The oldest rocks of the “Plattenkalk” group occur around the coastal village of Bali. In several places, within dark schist and dolomite, relicts of Permian fossils (approximately 300 million years old), like trilobites, corals, crinoids and gastropods have been found.
Kouloukonas mountain (Talaia Ori) is built mainly from rocks of the “Plattenkalk” group. It is the only place in Crete where the complete succession of this group, as well as its oldest rocks (Fodele beds), can be seen. The snaking road which leaves from the village of Sisses, passes through the northern slopes of the mountain, and ends up in the Mylopotamos valley, thus offering a virtual trip of 250 million years back into the geological past.
The first outcrops at the road cuts of the Northern Highway of Crete present the dark dolomitic marbles of the “Fodele beds”, which date from approximately 300 million years ago. A few meters away the road crosses the white marbles of the “Sisses beds” with an age of approximately 280 million years, then the stripy and unique stromatolitic dolomite of approximately 200 million years in age, then the white marbles and dark dolomite of approxim
ately 180 million years and finally the typical platy marble of the group (Plattenkalk) in the Mylopotamos valley, with ages ranging between 150 – 50 million years ago.
The peculiarities of this section are based on the fact that these rocks now appear in an upside down position, with the younger rocks being covered by the older ones, due to their intense folding as a result of the strong forces that these rocks suffered some 23 million years ago. Additionally, the stromatolitic dolomite is a very rare and peculiar rock type which has been created by cyanobacteria in environments where oxygen might well be absent. From approximately two billion years ago, and still today on the coasts of Australia, these species have been removing the iron oxides from sea water depositing
them in layers and thus releasing oxygen in the atmosphere in the same way as photosynthesis. In this way a special rock type with reddish curvy beds and gray dolomite has been formed.
Along the road cuts leading from the settlement of Kato Doxaro to the Vossakos Monastery several rocks of the “Plattenkalk” group, such as the platy marble, the yellowish “Gigilos” schist and white marbles occur. It is however within the platy marble where some of the superb folds of the Cretan rocks appear.
The enormous forces that affected these rocks 23 million years ago resulted in a great variety in style and scale, of folds which crop out along a kilometer of road cuts. On a scale in size, in both centimeters and meters, and from a mild distortion to complete duplication, the “Vossakos folds” affect both rocks and landscape. These folds appear even more intense because of the existence of the white silica layers in contrast to the gray marble and they are also often accompanied by impressive faults.

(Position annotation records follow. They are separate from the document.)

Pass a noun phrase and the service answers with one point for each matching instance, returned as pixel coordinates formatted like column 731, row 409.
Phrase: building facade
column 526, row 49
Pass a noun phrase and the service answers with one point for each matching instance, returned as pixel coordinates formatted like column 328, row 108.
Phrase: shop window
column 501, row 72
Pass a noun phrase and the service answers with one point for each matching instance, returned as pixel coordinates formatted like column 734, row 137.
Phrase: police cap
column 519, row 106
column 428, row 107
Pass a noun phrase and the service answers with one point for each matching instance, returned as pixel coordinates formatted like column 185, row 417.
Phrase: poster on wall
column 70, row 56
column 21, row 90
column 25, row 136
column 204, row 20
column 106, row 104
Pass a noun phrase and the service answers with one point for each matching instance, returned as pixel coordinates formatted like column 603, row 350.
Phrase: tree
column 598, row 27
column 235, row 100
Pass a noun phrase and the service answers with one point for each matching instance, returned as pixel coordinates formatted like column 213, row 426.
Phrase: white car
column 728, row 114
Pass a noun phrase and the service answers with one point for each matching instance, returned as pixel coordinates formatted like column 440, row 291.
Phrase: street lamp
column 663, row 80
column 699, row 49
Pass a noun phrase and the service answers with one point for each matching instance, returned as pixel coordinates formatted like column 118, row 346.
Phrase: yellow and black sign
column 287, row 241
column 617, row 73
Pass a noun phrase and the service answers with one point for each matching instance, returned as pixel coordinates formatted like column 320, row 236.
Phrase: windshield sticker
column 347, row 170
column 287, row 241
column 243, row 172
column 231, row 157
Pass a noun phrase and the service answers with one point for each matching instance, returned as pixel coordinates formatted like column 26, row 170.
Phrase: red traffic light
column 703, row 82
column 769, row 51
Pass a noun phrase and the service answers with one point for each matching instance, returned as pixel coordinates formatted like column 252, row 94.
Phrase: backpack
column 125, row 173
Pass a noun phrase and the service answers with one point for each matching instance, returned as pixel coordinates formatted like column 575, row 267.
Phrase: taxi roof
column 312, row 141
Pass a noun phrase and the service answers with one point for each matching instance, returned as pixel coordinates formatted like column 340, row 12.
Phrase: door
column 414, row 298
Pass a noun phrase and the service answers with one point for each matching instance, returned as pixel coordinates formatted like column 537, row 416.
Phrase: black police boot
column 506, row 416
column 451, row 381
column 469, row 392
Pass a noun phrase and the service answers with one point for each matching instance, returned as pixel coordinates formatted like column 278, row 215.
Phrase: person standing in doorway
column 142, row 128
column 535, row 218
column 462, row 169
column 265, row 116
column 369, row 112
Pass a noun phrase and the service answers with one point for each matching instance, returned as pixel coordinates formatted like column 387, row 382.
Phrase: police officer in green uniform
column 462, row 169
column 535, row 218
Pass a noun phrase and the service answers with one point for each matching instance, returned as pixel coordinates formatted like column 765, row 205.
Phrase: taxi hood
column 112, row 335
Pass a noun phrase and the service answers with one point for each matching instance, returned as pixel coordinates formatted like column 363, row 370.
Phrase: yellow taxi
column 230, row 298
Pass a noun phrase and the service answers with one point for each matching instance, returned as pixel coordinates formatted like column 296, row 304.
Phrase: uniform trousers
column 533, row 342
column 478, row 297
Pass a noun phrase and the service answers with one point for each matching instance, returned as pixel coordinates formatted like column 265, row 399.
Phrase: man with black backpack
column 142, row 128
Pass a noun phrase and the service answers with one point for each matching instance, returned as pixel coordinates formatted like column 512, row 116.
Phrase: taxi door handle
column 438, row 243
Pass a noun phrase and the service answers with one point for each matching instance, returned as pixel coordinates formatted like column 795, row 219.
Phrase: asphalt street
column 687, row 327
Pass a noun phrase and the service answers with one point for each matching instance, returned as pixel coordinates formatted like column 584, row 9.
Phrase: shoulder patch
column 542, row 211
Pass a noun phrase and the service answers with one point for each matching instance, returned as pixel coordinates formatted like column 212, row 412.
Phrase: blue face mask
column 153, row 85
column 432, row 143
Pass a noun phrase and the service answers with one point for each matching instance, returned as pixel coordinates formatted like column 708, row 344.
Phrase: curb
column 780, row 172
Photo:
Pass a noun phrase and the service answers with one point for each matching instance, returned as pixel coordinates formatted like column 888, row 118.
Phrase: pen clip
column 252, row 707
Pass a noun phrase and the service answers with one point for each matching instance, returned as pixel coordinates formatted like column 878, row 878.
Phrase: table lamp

The visitor can look in wonder at the beautiful landscape of the Geropotamos river, with the picturesque old settlement of Doxaro, the mitata with the threshing-floors and the impressive folds, while following the road which heads up the slopes of Kouloukonas ultimately leading to the Vossakos monastery. (see the hiking trail)
The carbonate rocks that dominate in the Psiloritis Mountain can transport water through caves over long distances, sometimes leading directly to the sea.
In such a case, small submarine springs occur in several places in the small bays of the village of Bali, where the water comes out of caves. These springs do however have the special characteristic that they work both ways. During the winter and spring seasons they discharge fresh water and during the rest of the time they suck in seawater. Indeed studies have shown that some of the fresh water comes form the plateaus of the Psiloritis Mountains.